Microsoft has collaborated with Qualcomm, Intel, and AMD to introduce its new Pluton architecture, a processor designed to offer enhanced security for Windows PCs. In its announcement today, Microsoft said that Pluton will guard against the attacks that increasingly target the communication channel between the CPU and TPM.
Many modern PCs feature a Trusted Platform Module (TPM), which is hardware designed to improve security and, in the case of Windows, power features like BitLocker and Windows Hello. In its Pluton announcement, Microsoft pointed out that attacks targeting the TPM have become ‘sophisticated’ at targeting the communication between the TPM and CPU.
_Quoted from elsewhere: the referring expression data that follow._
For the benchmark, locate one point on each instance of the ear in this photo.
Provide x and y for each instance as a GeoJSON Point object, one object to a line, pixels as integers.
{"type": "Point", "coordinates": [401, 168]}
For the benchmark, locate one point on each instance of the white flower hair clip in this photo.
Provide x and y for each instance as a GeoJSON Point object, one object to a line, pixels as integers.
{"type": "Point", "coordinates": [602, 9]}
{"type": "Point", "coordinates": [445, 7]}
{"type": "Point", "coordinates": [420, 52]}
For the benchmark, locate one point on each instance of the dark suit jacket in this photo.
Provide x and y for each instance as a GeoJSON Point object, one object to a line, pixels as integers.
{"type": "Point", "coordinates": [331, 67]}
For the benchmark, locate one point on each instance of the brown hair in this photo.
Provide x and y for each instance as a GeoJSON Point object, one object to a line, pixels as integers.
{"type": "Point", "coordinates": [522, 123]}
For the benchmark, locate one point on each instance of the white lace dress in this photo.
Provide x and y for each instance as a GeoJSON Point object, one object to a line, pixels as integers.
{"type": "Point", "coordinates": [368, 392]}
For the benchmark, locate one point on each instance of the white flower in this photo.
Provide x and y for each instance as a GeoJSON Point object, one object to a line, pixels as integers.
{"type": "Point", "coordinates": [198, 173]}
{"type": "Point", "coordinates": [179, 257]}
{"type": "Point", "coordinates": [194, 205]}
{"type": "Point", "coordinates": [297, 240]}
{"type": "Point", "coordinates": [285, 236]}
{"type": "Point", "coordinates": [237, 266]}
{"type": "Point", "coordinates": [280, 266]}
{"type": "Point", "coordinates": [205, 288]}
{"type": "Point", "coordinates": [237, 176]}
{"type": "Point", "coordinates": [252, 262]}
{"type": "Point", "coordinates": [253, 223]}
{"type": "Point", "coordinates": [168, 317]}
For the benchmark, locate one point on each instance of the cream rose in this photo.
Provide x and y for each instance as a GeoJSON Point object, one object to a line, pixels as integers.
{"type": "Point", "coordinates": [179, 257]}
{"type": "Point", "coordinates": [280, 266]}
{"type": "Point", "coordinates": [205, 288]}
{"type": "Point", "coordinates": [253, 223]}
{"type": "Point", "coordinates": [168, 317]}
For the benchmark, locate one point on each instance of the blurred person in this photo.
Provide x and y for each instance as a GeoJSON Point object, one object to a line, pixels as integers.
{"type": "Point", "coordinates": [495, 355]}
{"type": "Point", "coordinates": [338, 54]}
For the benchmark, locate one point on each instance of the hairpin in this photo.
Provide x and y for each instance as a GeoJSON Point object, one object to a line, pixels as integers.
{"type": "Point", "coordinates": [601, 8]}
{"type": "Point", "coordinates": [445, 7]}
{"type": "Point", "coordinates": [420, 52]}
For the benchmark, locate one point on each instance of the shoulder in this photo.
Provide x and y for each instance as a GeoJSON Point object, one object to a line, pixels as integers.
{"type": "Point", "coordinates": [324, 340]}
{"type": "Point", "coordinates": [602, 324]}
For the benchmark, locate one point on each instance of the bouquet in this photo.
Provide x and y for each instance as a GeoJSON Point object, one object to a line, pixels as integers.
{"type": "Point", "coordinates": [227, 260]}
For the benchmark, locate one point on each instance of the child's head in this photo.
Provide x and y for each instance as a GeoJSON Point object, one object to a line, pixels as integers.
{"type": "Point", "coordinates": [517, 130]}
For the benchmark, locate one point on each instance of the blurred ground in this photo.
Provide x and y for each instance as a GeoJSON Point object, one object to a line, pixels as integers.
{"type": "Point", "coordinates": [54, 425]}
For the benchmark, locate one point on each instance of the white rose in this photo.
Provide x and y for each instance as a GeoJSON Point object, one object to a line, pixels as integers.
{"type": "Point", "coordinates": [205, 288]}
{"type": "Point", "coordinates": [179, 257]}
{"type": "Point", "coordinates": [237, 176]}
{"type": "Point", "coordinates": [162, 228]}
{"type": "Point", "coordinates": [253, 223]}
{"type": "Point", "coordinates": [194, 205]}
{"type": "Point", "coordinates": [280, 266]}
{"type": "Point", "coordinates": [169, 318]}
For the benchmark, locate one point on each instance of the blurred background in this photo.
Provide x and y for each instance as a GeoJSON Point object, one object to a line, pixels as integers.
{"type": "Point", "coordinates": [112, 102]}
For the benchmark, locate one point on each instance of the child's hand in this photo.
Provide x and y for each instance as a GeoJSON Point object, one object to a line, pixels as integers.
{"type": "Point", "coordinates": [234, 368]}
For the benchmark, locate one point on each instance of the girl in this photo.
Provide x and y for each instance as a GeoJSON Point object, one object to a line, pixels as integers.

According to Microsoft, it designed Pluton to remove this potential point of attack by integrating it with the CPU. Features that rely on the TPM will utilize an emulated TPM on these machines, meaning things like BitLocker will continue to work.
The Pluton processor will be tasked with protecting critical information like encryption keys and login credentials, Microsoft explains, noting that neither physical access to the machine nor malware can compromise the data stored within the processor.
Pluton is isolated from the rest of the system and utilizes Secure Hardware Cryptography Key (SHACK) tech to help protect user data. PCs that feature Pluton will get firmware updates integrated with the general Windows update process. Microsoft notes that it based Pluton on the same security tech used in Xbox consoles.
The company didn’t provide any details on when Windows PCs with Pluton security will hit the market.